Italian car maker Fiat will name its chief executive Sergio Marchionne, head of business development Alfredo Altavilla and former vice-chairman of ExxonMobil Lucio Noto to the board of the new and restructured US-based Chrysler.
The Financial Times report citing Altavilla's court testimony stated that, "Fiat will name chief executive Sergio Marchionne, Alfredo Altavilla, its head of business development, and Lucio Noto, former vice-chairman of ExxonMobil, to the board of new Chrysler."
Altavilla also said Marchionne should be named chief executive and "spend a substantial amount of time in Detroit."
He also said the deal that would create an alliance between the two car makers could close a few days after a US bankruptcy court approves the proposed sale of most of Chrysler's operations to a group, including the US government, the United Autoworkers Union and Fiat.
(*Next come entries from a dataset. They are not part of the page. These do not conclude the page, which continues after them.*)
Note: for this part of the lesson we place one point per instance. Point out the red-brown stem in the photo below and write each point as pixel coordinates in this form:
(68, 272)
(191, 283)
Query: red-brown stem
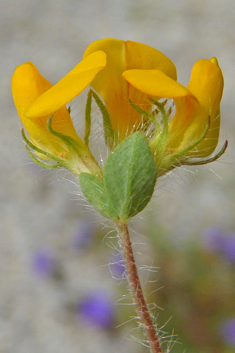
(133, 278)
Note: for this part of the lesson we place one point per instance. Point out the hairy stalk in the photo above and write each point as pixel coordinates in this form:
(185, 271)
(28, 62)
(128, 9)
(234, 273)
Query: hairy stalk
(137, 293)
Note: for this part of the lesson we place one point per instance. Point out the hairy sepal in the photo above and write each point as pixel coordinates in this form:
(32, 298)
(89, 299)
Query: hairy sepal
(129, 177)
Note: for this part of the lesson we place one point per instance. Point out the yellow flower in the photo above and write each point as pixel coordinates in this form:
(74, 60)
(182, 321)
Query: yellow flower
(138, 73)
(115, 90)
(36, 100)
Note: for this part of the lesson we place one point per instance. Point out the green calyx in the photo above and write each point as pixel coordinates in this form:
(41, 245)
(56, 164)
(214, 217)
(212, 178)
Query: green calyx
(129, 177)
(111, 138)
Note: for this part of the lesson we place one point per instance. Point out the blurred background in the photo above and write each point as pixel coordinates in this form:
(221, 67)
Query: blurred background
(62, 279)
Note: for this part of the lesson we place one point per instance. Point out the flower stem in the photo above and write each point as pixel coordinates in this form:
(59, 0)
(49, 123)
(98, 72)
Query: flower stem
(136, 289)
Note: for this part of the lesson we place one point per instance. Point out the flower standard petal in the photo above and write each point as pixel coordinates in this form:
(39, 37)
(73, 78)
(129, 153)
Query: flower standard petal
(115, 91)
(68, 87)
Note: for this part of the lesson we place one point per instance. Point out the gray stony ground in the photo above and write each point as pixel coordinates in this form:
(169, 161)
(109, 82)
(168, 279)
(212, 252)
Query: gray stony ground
(36, 209)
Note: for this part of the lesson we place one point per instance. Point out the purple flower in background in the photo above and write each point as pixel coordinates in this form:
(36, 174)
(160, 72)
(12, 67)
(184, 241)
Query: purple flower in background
(229, 246)
(227, 331)
(82, 235)
(44, 264)
(220, 242)
(117, 266)
(97, 309)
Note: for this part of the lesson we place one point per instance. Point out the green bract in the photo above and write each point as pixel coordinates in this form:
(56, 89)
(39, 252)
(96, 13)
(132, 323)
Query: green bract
(129, 177)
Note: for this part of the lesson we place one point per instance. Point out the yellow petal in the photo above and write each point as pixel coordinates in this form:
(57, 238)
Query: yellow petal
(115, 91)
(155, 83)
(206, 84)
(68, 87)
(142, 56)
(27, 86)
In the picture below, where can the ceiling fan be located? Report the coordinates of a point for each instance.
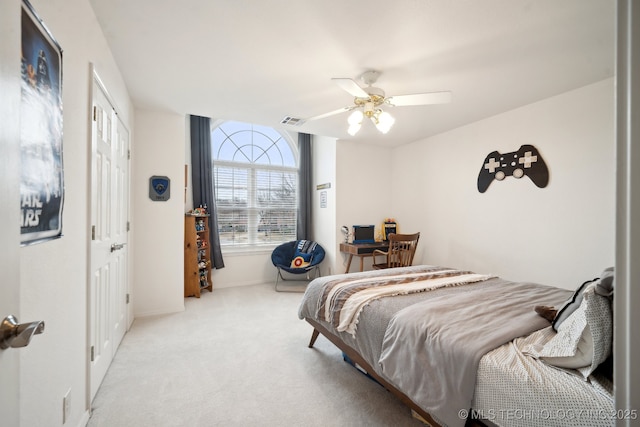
(369, 100)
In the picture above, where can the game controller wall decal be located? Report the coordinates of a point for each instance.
(526, 161)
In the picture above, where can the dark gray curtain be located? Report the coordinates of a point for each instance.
(202, 181)
(305, 191)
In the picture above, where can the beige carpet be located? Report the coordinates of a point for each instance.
(237, 357)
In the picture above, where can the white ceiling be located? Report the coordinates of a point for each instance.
(259, 61)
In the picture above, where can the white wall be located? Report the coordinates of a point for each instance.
(325, 230)
(158, 227)
(54, 274)
(561, 235)
(364, 192)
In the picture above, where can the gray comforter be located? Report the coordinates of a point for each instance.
(376, 318)
(431, 350)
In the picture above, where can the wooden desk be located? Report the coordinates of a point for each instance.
(361, 250)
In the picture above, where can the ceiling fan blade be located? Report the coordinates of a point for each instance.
(420, 99)
(332, 113)
(351, 87)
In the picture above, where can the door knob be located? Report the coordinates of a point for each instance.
(16, 335)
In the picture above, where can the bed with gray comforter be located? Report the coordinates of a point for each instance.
(422, 331)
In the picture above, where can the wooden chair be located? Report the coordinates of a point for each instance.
(402, 248)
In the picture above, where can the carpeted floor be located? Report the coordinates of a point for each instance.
(237, 357)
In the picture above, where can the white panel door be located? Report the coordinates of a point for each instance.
(109, 212)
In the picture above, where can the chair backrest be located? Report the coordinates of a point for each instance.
(402, 249)
(283, 254)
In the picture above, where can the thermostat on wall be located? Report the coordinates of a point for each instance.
(159, 188)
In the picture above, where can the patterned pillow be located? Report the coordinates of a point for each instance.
(584, 339)
(570, 305)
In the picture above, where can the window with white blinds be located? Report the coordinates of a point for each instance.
(255, 175)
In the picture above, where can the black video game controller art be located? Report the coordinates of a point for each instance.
(526, 161)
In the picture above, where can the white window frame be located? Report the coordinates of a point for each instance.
(254, 244)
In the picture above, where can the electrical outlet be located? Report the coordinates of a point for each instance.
(66, 406)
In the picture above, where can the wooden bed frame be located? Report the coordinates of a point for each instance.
(355, 357)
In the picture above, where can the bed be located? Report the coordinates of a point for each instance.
(455, 345)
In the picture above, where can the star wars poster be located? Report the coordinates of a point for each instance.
(41, 184)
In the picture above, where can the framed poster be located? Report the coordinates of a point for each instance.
(41, 183)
The report stated that Fiat would reconsider if the transaction does not close by June 15 or if the bankruptcy process does not free the Detroit auto maker of liabilities like tort claims.
On Wednesday, Judge Arthur Gonzalez began to hear objections, which numbered more than 300, but centered on the opposition of Chrysler's dealers and secured lenders to the sale, the daily noted.
The plan calls for Chrysler to close nearly 800 dealerships and settle a $6.9-billion secured loan with $2-billion. The hearing would resume Thursday and could run until Friday, it added.
Quoting Chrysler's lawyers, FT said, the sale is necessary to avoid liquidation and approval would mean ailing auto maker will emerge from bankruptcy in roughly one month from its filing.
Altavilla also said that Fiat may not have proceeded with the deal if Chrysler had not filed for bankruptcy, regardless of whether all of the senior lenders signed off the deal.
"We would have needed to reconsider but more likely not," the FT report said quoting Altavilla.
Beyond the top brass, Chrysler staff would remain mostly American. "We don't intend to ship hundreds of Italians who would get lost in the Wal-Mart," Altavilla added in the report.